Sramana: So one of the key value points is that you can provide a platform solution as opposed to various point solutions. Do you offer incremental access to the platform?
Ricardo Villadiego: Clients can start with one product and have the aspiration to implement the whole platform. The company was built around the crossover concept. We want to get into a deal with one piece of our platform and then we can work to gain the trust of the account so that they will want to use the entire platform.
Sramana: What percentage of your clientele are financial institutions?
Ricardo Villadiego: About 90% of our clientele are financial institutions. We have managed to keep it that way. We market and target those institutions. That is our sweet spot.

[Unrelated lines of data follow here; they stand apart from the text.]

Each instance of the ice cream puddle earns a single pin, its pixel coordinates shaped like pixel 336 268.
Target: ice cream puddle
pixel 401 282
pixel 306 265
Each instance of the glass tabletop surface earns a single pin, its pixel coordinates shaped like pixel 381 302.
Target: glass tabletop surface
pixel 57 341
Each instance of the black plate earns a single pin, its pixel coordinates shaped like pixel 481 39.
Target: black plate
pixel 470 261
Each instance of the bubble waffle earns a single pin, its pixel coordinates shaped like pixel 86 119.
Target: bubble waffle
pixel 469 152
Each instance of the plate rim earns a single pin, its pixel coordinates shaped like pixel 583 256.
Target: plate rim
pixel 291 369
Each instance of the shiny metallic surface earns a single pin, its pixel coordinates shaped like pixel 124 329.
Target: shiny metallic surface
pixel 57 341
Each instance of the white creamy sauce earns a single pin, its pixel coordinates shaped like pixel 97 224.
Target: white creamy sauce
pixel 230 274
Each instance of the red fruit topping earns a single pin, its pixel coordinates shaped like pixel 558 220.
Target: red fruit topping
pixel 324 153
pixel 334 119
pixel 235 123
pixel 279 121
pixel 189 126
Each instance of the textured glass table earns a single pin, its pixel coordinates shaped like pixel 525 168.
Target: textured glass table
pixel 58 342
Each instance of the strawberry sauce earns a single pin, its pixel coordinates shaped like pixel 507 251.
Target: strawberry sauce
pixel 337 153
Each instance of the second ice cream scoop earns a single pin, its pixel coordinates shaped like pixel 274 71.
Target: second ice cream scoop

Sramana: Fraud is a burning problem in that segment. It is a segment that is a must have.
Ricardo Villadiego: That is the primary reason why everything is marketed in the way it is. When it comes to fraud, the bad guys are finding ways to target other verticals such as airlines and retail. They go to the airlines to buy tickets illicitly and then resell those tickets. Fraud activity is moving into other verticals. We see fraud coming into e-commerce and telecom business as well. Banks have been making fraud harder, so they have to find new areas to commit their fraud.
In 2011, the market was $400 million; a recent report says that the market was around $4 billion in 2013 and is expected to reach $7 billion in 2018. When you combine all the problems in this vertical, you can see why the market is growing. Building a global company is now more feasible than ever.
Sramana: Have you raised any additional funds?
Ricardo Villadiego: I have not. We are still deploying funds from our last round.
Sramana: Where are you at in terms of revenue at this point?
Ricardo Villadiego: We expect to be around $6 million in revenue by the end of 2014. We have a lot of visibility into our revenue because we have built our company around subscription revenue. We expect 100% growth in 2015, so we should exceed $12 million by that point.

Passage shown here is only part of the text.